For synthetic routes requiring oxidative activation or coupling, using fresh batches and planning reactions quickly after opening yields better results. In multi-step syntheses, bottlenecks often stem from unexpected byproducts—staying in touch with our technical advisors helps customers save time de-bugging reaction messes. Sharing real, use-case solutions has fostered long-standing trust, especially among recurring industrial users.
Chemical manufacturing no longer fits a “make it and ship it” mold. Market expectations demand proactive quality control, open lines of technical communication, and willingness to adapt processes based on real-world lab experience. Our long investment in both people and process reflects an understanding of customer pain points, not just abstract sales projections.
We train teams to spot early warning signs in production—such as subtle shifts in crystallization habits or color change on storage. Regular review and process “postmortems” after each scaling run have uncovered improvements for later batches. This iterative cycle, repeating year after year, informs how we continue to refine the product’s production and distribution.
Working at the intersection of bench chemistry and industrial-scale production, we invest heavily in customer trust, process resilience, and technical transparency.

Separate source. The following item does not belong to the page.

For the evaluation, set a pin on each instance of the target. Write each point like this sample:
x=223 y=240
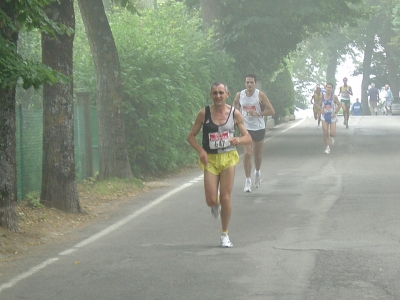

The details that separate a reliable batch of 5-methoxyimidazo[4,5-b]pyridine-2-thiol from a headache-prone commodity only come out through lived experience—by walking through failures and sharing every success. Whether a team is targeting novel pharmaceuticals, advanced coordination complexes, or cutting-edge sensor platforms, choosing a supplier who stands behind every single batch changes project risk from an open question into a manageable variable. Every order is more than a box on a shelf; it’s a stake in the user’s next discovery.